CPOP-FAQ

What is CPOP trying achieve?

Most omics measurements exhibit high variation between datasets due to batch effects, intra-platform protocol changes, or other site-specific factors, this makes the prediction challenge much harder than when using clinical variables that have clearly defined measurement units such as age, height, weight.

Cross-Platform Omics Procedure (CPOP) is a new end-to-end framework that accurately predicts clinical outcomes in the presence of these between-data noises. CPOP has three distinctive innovations:

Ratio-based features are constructed from the original omics data; resulting in features that are robust to inter-platform scale differences.
The CPOP feature selection process incorporates weights to stabilise feature selection across multiple datasets.
Features from the previous step are further filtered for their consistent estimated effects across multiple datasets in the presence of data noise.

CPOP was validated on multiple data and diseases, and it was found to have achieved stable prediction performance across multiple datasets.

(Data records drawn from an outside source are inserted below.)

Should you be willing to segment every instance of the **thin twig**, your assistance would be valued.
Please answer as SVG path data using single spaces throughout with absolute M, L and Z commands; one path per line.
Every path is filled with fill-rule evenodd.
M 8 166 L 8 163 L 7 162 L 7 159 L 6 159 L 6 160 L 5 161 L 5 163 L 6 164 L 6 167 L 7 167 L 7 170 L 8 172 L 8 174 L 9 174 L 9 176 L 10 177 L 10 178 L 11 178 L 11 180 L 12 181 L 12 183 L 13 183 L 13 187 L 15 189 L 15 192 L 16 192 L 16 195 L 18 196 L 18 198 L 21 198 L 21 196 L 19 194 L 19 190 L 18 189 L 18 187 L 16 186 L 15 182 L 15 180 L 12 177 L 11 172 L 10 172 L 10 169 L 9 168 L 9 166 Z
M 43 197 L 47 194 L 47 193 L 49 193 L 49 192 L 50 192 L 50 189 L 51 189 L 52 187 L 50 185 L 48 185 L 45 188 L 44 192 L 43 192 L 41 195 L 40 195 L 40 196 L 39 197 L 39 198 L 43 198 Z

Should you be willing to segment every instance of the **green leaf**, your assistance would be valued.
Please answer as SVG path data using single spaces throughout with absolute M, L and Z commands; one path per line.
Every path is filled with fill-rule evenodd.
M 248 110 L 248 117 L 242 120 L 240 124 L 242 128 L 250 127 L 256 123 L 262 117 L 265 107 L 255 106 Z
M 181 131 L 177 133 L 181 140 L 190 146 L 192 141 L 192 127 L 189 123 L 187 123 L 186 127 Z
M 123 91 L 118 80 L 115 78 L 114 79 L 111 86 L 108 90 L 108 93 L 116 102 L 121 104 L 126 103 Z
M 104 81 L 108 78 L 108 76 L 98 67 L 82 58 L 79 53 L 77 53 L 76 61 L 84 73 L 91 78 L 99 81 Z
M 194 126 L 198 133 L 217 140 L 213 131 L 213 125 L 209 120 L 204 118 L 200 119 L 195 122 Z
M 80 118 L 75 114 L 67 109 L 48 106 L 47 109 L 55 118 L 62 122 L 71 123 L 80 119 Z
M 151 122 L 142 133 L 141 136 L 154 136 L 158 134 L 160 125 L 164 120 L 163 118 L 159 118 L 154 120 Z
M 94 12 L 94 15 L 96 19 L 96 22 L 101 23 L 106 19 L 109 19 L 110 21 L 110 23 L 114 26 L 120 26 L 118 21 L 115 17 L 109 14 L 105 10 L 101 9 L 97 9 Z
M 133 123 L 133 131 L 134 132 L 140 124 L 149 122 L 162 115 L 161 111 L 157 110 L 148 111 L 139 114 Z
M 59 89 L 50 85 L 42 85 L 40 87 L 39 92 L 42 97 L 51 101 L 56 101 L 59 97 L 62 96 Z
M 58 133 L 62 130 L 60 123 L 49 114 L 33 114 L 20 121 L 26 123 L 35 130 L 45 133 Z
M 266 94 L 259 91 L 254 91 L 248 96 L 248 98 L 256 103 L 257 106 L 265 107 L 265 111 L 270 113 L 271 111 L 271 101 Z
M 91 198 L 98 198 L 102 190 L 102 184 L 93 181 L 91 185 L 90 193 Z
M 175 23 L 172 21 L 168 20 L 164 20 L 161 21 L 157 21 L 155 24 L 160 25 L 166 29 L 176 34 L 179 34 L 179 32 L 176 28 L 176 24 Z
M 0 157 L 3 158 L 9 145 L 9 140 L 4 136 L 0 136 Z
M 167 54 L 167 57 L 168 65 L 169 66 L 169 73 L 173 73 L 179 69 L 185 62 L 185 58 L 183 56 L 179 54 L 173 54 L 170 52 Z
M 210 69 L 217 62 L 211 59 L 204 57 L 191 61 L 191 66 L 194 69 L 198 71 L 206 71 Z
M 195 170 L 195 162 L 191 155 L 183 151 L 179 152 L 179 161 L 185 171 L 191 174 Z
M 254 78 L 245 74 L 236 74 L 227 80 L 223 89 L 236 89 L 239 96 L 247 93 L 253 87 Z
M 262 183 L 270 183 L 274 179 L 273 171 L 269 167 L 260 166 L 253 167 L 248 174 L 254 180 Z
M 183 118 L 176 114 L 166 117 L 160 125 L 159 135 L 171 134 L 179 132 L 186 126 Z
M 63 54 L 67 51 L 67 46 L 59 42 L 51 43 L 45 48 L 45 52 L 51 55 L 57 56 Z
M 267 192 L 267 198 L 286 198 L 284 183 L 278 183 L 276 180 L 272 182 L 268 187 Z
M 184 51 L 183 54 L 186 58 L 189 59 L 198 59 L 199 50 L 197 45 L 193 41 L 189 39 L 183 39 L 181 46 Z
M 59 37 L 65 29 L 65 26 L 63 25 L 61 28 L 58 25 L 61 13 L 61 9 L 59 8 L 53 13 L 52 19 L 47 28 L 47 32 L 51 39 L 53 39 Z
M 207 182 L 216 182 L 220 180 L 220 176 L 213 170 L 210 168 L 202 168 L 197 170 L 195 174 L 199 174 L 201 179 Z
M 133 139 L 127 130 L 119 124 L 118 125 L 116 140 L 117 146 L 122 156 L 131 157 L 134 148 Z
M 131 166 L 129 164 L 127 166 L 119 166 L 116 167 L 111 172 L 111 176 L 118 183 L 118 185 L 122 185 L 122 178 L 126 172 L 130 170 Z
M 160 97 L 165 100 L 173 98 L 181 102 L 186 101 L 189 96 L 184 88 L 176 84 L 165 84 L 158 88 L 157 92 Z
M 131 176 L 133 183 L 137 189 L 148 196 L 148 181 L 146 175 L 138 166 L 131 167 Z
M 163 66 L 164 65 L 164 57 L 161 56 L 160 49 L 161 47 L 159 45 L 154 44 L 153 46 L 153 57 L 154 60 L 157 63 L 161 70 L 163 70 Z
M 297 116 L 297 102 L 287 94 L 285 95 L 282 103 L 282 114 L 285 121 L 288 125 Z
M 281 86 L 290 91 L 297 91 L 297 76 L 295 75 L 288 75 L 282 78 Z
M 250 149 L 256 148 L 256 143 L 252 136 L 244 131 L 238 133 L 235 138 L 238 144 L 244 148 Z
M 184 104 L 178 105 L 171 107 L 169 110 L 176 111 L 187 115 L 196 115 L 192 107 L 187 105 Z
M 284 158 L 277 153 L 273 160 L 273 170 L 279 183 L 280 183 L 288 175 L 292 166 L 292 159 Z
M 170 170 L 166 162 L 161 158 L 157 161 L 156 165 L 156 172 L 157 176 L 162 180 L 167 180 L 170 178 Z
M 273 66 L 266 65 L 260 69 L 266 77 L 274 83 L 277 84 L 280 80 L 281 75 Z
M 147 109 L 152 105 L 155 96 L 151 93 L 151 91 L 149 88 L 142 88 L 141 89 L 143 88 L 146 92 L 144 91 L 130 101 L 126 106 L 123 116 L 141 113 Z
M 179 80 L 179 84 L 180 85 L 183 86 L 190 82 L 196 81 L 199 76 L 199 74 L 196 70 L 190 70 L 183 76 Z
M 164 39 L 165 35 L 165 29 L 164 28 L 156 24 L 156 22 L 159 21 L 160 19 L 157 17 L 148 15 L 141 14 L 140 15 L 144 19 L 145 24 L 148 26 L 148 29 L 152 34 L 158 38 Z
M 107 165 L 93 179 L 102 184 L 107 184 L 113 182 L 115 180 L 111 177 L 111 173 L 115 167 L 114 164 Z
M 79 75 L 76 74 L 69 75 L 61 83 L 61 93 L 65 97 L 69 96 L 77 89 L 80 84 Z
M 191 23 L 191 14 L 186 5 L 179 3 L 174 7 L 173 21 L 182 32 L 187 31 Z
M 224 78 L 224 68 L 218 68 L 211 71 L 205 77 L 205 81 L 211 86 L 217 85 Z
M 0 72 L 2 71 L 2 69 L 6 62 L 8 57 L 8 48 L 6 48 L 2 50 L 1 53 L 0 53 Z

What does CPOP require as inputs?

CPOP typically uses two training data in the training steps. This is because the original motivation of CPOP is to find predictive features across different platforms. As such, having two training data of difference sources helps to recreate a practical situation where the validation data is independent of the training data.

In the past, CPOP was applied to datasets of the same disease by generated on different platforms (e.g. microarrays/RNA-Seq/targeted assays). However, this concept of finding common predictive features across multiple input data can be extended to other situations (e.g. multiple studies/batches).

What are the features coming out of CPOP?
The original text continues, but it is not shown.